The fact that the Prosecution chose only four friends of the victim as witnesses cannot be termed as cherry picking as the protection of the identity of the victim is of paramount importance in such offences and all efforts ought to be made to ensure confidentiality as done in the instant matter, to prevent stigmatization and ostracization of the victim for no fault of hers. This was said in the case of Maheshwar Singh vs State Of Sikkim [Crl.A. No.06 of 2020] by Justice Meenakshi Madan Rai in the High Court of Sikkim
The facts of the case are that the Appellant is aggrieved by the impugned Judgment and Order on Sentence, both dated 26.02.2020, of the Learned Special Judge, by which the Appellant was convicted for the offence under Section 354A(1)(i) of the IPC and sentenced to undergo Rigorous Imprisonment for a period of one year and six months and to pay a fine of Rs.25,000. Hence, an appeal was filed
Appellant advanced the argument that FIR is suspicious as there are unexplained subsequent insertions on it pertaining to the age of the victim and the period of offence. Prosecution witnesses are four close friends of the victim and therefore interested witnesses, rendering their evidence unreliable. P.Ws.14 and 15 are minor witnesses whose competence to testify was not considered by the Learned Trial Court. Further, the victim falsely implicated the Appellant as she was weak in Physics, the Appellant’s subject and his constant monitoring irked her.
Learned Assistant Public Prosecutor contended that the evidence of P.Ws.13, 14, 17 and 18, colleagues of the victim duly corroborate her evidence pertaining to the Appellant’s conduct towards her. The victim has revealed that he was luring her with the promise of good marks and under such guise, touching her inappropriately. P.W.20, a Teacher of the School, who was informed about the incident, substantiated the Prosecution case. That, the delay in lodging of the FIR was on account of the victim harbouring the anxiety that it would adversely affect her studies, the Appellant having threatened to give her low marks.
The Court referred to the case of State of Himachal Pradesh vs. Prem Singh [Criminal Appeal No. 44 of 2002], wherein the Supreme Court said that “So far as the delay in lodging the FIR is concerned, the delay in a case of sexual assault, cannot be equated with the case involving other offences. There are several factors which weigh in the mind of the prosecutrix and her family members before coming to the police station to lodge a complaint. In a tradition-bound society prevalent in India, more particularly, rural areas, it would be quite unsafe to throw out the prosecution case merely on the ground that there is some delay in lodging the FIR”.

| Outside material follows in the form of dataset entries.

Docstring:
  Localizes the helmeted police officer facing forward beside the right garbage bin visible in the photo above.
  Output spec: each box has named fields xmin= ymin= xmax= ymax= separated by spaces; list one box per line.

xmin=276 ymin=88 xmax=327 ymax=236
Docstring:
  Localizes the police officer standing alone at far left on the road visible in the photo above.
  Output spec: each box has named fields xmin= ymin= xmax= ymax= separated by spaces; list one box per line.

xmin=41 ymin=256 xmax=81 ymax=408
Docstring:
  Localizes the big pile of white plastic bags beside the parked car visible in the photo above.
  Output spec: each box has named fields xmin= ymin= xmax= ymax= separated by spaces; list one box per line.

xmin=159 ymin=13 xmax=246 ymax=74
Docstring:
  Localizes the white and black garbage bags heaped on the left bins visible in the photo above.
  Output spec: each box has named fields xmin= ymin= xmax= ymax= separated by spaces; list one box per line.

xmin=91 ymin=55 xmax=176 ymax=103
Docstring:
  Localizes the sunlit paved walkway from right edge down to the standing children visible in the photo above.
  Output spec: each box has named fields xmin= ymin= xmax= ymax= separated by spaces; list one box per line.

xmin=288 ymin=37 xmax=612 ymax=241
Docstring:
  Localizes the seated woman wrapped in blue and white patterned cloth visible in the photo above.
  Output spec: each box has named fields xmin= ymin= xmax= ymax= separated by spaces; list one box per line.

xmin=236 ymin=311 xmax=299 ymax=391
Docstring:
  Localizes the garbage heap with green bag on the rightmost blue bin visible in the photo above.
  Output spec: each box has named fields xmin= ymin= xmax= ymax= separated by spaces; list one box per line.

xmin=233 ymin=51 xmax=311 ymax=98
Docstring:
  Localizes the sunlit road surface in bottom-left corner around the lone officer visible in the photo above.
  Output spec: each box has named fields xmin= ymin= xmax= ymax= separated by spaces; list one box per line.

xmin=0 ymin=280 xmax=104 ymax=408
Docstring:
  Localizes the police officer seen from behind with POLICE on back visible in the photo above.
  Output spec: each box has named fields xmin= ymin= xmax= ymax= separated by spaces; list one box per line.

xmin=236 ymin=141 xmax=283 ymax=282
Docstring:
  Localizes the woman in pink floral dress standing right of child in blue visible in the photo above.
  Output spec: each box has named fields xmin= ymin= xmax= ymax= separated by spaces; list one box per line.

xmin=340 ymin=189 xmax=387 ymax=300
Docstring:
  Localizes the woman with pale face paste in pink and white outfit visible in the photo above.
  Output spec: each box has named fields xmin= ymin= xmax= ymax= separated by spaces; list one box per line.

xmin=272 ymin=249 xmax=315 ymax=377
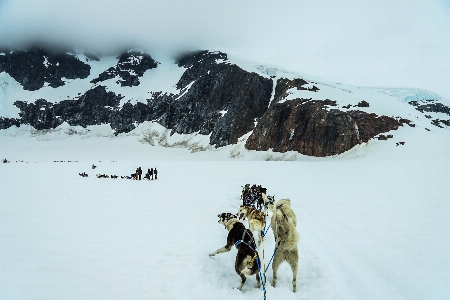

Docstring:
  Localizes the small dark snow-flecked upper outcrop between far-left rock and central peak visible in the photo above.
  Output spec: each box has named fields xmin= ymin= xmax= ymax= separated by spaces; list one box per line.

xmin=91 ymin=51 xmax=158 ymax=86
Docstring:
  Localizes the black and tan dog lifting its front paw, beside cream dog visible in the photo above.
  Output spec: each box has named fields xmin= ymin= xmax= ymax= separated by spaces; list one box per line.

xmin=209 ymin=213 xmax=261 ymax=290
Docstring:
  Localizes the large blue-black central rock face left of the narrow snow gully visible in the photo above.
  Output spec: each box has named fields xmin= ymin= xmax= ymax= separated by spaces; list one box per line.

xmin=160 ymin=51 xmax=272 ymax=147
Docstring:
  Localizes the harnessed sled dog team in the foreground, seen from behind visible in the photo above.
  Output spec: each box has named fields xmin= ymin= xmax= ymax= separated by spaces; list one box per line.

xmin=209 ymin=185 xmax=299 ymax=292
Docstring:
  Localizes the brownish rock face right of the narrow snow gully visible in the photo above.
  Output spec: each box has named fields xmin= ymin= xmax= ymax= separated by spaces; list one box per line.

xmin=245 ymin=99 xmax=402 ymax=157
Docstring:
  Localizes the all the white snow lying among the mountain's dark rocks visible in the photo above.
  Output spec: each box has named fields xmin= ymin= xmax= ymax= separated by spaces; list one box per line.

xmin=0 ymin=50 xmax=449 ymax=160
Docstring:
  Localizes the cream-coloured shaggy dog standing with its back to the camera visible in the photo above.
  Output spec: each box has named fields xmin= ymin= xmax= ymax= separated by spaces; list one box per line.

xmin=270 ymin=199 xmax=299 ymax=293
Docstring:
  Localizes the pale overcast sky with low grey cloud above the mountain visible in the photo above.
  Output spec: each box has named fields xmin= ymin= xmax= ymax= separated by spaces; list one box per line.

xmin=0 ymin=0 xmax=450 ymax=99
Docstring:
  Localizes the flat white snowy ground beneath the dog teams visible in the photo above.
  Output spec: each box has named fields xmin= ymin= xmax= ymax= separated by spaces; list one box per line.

xmin=0 ymin=122 xmax=450 ymax=300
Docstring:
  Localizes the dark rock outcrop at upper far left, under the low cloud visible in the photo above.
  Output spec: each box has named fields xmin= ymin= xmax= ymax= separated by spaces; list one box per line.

xmin=0 ymin=48 xmax=91 ymax=91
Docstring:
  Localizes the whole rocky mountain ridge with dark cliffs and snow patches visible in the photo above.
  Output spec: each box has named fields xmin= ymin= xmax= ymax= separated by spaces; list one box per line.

xmin=0 ymin=47 xmax=450 ymax=157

In the light of the above judgment, the Court said that “The allegation that the victim’s father did not take the matter seriously is only a perception of the Appellant. The reasons for the delayed lodging of the FIR have been enumerated by the victim. I find no reason to disbelieve the victim that she was apprehensive of the outcome of such a step on her academics”. Hence, the appeal failed and is dismissed.